The new metric system has more items than previous system to see

  • Statistics of API requests - count, latency, success and errors
  • Statistics of Riak PB API performance - count, latency, success and errors
  • Statistics of accessing Stanchion
  • Waiting time and service time of Stanchion serialization queue
  • System metrics like OTP, memory, and
  • Mochiweb metrics.

This document will describe basic ideas of new metric system and try to help maintain Riak CS and Stanchion 2.1 system.

Usage and What's new

Interface to retrive stats information from Riak CS has been command riak-cs-admin status and HTTP/JSON API /riak-cs/stats, which is not changed. But a lot of new detailed items were added as well as system metrics. See example results of riak-cs-admin status and HTTP/JSON API /riak-cs/stats .

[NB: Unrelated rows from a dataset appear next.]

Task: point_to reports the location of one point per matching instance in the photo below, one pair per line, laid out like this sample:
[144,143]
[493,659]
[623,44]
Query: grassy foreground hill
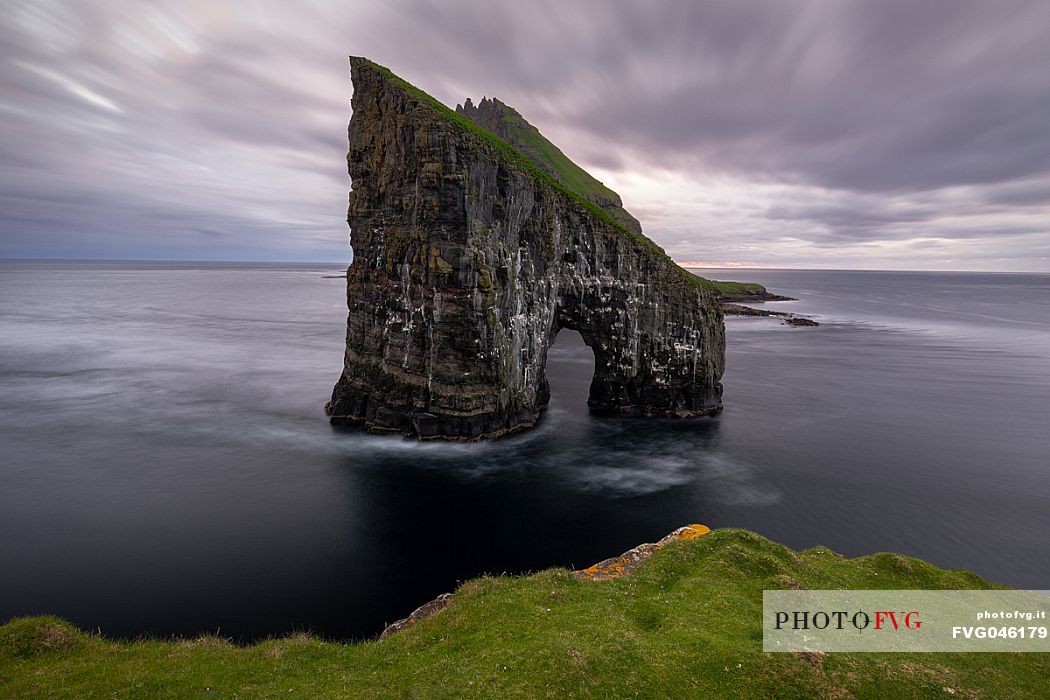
[685,624]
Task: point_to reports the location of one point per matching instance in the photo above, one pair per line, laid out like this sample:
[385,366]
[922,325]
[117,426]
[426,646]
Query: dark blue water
[166,467]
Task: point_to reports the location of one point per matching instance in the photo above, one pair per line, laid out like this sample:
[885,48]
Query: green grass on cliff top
[687,624]
[518,160]
[575,177]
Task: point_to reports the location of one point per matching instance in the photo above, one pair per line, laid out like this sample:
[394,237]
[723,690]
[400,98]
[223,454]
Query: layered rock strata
[468,259]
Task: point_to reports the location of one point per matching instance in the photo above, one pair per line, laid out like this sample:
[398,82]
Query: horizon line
[685,266]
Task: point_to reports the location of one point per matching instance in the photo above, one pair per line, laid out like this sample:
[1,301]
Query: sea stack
[468,259]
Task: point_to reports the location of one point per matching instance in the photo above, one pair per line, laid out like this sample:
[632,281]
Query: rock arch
[467,261]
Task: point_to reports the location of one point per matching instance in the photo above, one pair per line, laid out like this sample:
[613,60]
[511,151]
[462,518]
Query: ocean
[166,467]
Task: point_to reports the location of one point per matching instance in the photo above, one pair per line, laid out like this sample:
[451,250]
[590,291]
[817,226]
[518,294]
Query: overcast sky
[879,134]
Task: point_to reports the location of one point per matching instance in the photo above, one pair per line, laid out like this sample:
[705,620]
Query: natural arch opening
[569,369]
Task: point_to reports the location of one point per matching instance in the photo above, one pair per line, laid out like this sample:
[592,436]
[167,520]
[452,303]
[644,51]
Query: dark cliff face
[466,264]
[507,123]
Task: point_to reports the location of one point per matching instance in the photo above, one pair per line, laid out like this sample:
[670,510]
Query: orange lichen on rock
[629,560]
[692,531]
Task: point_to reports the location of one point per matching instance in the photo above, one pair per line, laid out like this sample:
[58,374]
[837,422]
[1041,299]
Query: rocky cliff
[467,261]
[507,123]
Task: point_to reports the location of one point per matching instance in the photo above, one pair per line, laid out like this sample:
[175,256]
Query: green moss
[578,181]
[512,156]
[729,288]
[687,623]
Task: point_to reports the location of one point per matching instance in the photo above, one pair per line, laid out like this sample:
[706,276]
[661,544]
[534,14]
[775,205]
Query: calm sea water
[166,467]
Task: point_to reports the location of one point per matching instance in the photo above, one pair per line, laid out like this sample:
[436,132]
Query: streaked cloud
[870,134]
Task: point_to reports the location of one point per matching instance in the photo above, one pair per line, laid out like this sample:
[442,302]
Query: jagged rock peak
[467,261]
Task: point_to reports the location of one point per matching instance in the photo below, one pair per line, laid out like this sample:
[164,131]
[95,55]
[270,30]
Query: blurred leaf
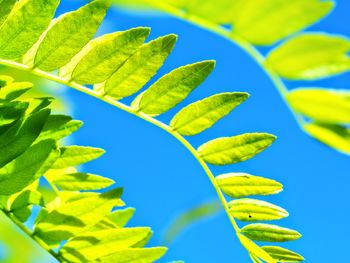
[190,217]
[324,105]
[311,56]
[269,233]
[255,210]
[203,114]
[237,185]
[139,68]
[174,87]
[282,254]
[335,136]
[23,28]
[103,56]
[230,150]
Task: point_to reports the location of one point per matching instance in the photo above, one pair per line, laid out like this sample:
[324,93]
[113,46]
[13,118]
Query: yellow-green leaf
[264,22]
[203,114]
[70,218]
[98,244]
[139,68]
[24,25]
[255,210]
[324,105]
[335,136]
[269,233]
[76,155]
[237,185]
[25,169]
[311,56]
[282,254]
[99,59]
[5,9]
[174,87]
[134,255]
[68,34]
[79,181]
[229,150]
[255,249]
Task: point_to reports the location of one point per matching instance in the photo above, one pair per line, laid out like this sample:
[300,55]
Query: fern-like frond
[307,56]
[76,226]
[63,45]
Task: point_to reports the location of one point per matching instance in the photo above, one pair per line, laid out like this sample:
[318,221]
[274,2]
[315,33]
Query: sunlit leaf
[139,68]
[79,181]
[68,34]
[103,56]
[237,185]
[269,233]
[229,150]
[311,56]
[23,28]
[282,254]
[174,87]
[255,210]
[76,155]
[202,114]
[255,249]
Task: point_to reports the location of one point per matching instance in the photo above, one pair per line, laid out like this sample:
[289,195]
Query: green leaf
[103,56]
[58,127]
[202,114]
[134,255]
[20,136]
[68,34]
[269,233]
[174,87]
[14,90]
[23,27]
[98,244]
[139,68]
[311,56]
[254,249]
[335,136]
[21,205]
[264,22]
[255,210]
[237,185]
[76,155]
[24,170]
[70,218]
[79,181]
[282,254]
[324,105]
[190,217]
[230,150]
[5,8]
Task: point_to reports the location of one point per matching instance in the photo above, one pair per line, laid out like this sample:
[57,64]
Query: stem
[237,40]
[141,115]
[20,225]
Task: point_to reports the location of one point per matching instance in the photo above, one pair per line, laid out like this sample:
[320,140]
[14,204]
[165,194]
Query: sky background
[162,179]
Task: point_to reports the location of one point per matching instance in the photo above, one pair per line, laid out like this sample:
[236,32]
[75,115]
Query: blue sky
[161,178]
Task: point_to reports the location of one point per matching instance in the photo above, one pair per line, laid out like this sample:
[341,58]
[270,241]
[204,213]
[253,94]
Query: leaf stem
[234,38]
[141,115]
[21,226]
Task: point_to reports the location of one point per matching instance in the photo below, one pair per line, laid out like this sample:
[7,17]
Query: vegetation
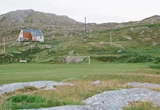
[141,106]
[112,76]
[132,55]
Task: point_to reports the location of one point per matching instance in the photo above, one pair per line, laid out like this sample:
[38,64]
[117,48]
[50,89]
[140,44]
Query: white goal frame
[77,59]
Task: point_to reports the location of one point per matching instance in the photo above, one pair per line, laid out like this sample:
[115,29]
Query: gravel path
[47,85]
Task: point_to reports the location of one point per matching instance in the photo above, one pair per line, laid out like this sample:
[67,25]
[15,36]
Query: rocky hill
[30,17]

To Stanchion a new corresponding command and HTTP/JSON API endpoint have been added. They have same granularity of items as that of Riak CS. See example results of stanchion-admin status and HTTP/JSON API /stats .

Terminology and categories

Terms:

  • in, out - these are for each API call, metrics taken when a request has started and when a request has finished.
  • error - if a term 'error' is in metric item name, it stands that the request has failed. Successful requests are for corresponding item that does not include 'error'. Note that most irregular responses with code 50x are not being counted neither.
  • one, total - Major suffix for counting. 'one' stands for a time window that is decided by exometer; while 'total' stands for accumulated value since a node has started.
  • time - stats for latency from when a request has started and has finished. All followed by suffix 95, 99, 100, mean and median.

Categories:

  • S3 API stats - items staring with prefix service, bucket, list, multiple_delete, object and multipart (names for S3 APIs) are stats for those APIs, typically followed by a term like put, get or delete.
  • Stanchion access stats - items starting with prefix velvet stand for latency and counts accusing Stanchion process for creating/updating/deleting buckets or creating users. They are useful to know major latency of slow requests are in Stanchion or not.
  • riakc - items starting with prefix riakc stand for latency and call counts to Riak PB API. riakc usually followed by operations like put or get and their targets like manifests or blocks. They are also useful to know where major latency comes from, like getting user record, bucket record, or updating manifests and so on.

Riak CS

As there are > 1000 items, this section is for describing major prefixes.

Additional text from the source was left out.